Bug 1134252 - [e10s] PBrowserChild::SendGetRenderFrameInfo fails with 'message was deserialized, but contained an illegal value'
Okie dokie, here we go.


So something is going wrong in the messaging between PBrowserChild and PBrowserParent, involving the SendGetRenderFrameInfo message.

'(msgtype=0x200002,name=PBrowser::Msg_PRenderFrameConstructor) Value error: message was deserialized, but contained an illegal value'

Actually, it seems like it's the Msg_PRenderFrameConstructor message.  Huh.

The child sends this message, and the parent flips out and kills the child.

Ok, in TabChild::ProvideWindowCommon, we've got this:

PRenderFrameChild* renderFrame = newChild -> SendPRenderFrameConstructor();
newChild -> SendGetRenderFrameInfo( renderFrame ,
& textureFactoryIdentifier ,
& layersId );

That SendPRenderFrameConstructor bit is, I think async, but that next line is sync.

That first bit fails, and so we kill the child, which is stuck waiting for results on the second.

So something is going wrong in that construction there.

Hypothesis

TabParent::AllocPRenderFrameParent is returning nullptr, which causes the child abort.

Test: Alter ContentParent::AllocPScreenManagerParent so that it returns a nullptr, to see if we get a similar message.

Result: WE DO. I think it's highly likely that this is the problem here...

Hypothesis

There is a window of time between TabParent::RecvCreateWindow and TabParent::AllocPRenderFrameParent where either:

  1. The window has already been destroyed by the time we received TabParent::AllocPRenderFrameParent
  2. The frame element can't seem to get resolved to a frame loader.

I think (1) is probably our best bet - suppose we're opening a new popup window… and the parent runs TabParent::RecvCreateWindow, and the window starts to be constructed, and that's all good, and then we send the result back down to the child, which starts to respond immediately and sends a sync message up to the parent… but maybe within that time, the user closed the window?

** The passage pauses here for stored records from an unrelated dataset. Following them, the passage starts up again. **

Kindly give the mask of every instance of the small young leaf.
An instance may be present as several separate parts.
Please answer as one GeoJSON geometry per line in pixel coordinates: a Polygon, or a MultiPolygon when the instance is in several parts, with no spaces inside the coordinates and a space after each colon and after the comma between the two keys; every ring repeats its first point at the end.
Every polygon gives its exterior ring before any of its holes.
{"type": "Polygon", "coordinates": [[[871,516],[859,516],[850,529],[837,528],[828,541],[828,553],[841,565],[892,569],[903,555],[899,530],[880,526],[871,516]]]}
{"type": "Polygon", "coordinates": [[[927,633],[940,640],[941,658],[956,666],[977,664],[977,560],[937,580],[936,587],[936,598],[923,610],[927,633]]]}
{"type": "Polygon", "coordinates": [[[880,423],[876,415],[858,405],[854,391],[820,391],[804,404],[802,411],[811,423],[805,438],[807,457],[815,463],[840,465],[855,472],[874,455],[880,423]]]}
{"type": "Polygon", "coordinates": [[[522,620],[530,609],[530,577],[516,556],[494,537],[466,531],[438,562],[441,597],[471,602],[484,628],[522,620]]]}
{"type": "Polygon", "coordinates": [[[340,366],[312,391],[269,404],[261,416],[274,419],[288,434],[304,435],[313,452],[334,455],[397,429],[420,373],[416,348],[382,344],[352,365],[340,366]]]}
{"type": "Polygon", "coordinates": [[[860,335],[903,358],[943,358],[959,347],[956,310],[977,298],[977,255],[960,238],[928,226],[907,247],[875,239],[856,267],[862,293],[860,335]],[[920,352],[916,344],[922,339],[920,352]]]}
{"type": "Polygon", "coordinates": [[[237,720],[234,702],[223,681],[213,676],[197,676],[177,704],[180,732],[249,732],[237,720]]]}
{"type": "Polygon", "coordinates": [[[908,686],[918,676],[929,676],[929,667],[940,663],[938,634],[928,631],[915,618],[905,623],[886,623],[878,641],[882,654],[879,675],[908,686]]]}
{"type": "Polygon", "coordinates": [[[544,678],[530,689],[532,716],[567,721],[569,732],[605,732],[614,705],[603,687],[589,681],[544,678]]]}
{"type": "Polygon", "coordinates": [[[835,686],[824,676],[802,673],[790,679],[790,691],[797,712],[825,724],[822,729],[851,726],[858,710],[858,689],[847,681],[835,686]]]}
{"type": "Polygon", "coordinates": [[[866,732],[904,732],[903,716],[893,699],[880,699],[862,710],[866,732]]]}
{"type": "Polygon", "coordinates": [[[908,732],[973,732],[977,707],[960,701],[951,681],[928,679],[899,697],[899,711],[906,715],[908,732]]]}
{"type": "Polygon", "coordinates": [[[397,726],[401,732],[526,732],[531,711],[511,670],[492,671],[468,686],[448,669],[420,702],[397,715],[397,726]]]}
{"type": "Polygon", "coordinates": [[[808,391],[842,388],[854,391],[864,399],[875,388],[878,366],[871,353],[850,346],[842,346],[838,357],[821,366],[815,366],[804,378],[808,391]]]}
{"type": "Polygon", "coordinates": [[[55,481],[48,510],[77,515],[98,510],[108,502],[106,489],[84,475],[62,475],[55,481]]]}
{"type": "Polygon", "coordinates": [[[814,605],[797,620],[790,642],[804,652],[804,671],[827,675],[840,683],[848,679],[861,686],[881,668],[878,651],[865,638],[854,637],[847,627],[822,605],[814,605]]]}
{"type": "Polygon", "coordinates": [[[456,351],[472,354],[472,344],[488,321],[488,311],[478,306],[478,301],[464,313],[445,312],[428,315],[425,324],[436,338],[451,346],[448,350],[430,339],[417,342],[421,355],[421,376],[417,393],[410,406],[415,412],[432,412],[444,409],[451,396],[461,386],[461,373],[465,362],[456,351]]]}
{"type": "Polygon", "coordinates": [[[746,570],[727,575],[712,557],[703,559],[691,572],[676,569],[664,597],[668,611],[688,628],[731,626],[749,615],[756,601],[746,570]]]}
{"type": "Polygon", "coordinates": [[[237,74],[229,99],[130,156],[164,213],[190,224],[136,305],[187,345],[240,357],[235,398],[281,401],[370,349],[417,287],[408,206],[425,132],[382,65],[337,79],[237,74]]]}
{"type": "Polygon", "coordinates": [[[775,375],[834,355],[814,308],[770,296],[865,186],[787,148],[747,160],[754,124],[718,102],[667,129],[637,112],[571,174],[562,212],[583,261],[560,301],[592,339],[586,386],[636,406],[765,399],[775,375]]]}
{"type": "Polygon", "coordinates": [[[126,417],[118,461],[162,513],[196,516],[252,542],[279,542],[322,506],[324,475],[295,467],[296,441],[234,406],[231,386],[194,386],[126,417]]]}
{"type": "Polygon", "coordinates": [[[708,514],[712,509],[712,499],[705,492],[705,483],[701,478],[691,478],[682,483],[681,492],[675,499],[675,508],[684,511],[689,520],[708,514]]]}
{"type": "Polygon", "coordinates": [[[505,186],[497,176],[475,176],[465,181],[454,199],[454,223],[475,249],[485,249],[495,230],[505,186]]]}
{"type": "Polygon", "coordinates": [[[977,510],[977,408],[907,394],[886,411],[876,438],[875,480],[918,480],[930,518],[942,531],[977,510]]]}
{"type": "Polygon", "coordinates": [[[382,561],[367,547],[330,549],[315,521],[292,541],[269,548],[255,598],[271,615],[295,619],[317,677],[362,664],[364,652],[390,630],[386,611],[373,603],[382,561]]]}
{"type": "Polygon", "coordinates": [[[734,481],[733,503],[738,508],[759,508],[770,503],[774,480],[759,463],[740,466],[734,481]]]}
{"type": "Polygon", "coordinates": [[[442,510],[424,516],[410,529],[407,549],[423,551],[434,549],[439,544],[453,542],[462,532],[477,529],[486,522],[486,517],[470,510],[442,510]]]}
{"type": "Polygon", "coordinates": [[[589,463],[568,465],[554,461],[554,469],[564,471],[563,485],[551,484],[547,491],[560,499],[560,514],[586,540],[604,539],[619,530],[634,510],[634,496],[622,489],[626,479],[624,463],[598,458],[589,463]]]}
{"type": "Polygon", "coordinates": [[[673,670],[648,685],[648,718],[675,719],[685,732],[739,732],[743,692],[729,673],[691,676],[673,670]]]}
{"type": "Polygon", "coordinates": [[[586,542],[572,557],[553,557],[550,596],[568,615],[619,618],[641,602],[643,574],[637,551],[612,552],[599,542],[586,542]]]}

Is that possible?

Let's see if we can trigger it! I'll open windows in the content process, and then close them in the parent as soon as they open.

Hrm. No luck reproducing just yet. :/

So, I think I need to think about the lifetime of RenderFrameParent, and what occurs if allocating the RFP in the parent fails.

Here's what I'm thinking...

Instead of returning nullptr in AllocPRenderFrameParent, always return the RenderFrameParent, even if success was false… but if success was false, then in the child, we'll realize that we can't get a layer ID, and then we'll delete the RenderFrameParent/Child pair. And then… well, we're in kind of a weird state then.

And how do I test this is working correctly? Well… I can make it so that we always fail to create a RenderFrameParent correctly. This will probably be interesting.

Let's see what happens!

billm likes it, and he's assuaged my fears - if the mFrameLoader doesn't exist, we are screwwwwwed - and the cases where this probably happens is when the tab has gone away. The frameloader can't not exist when still being set-up - it's only in teardown when this can occur.

So this is probably occurring when a tab is opened and closed extremely quickly.

So let's land this puppy!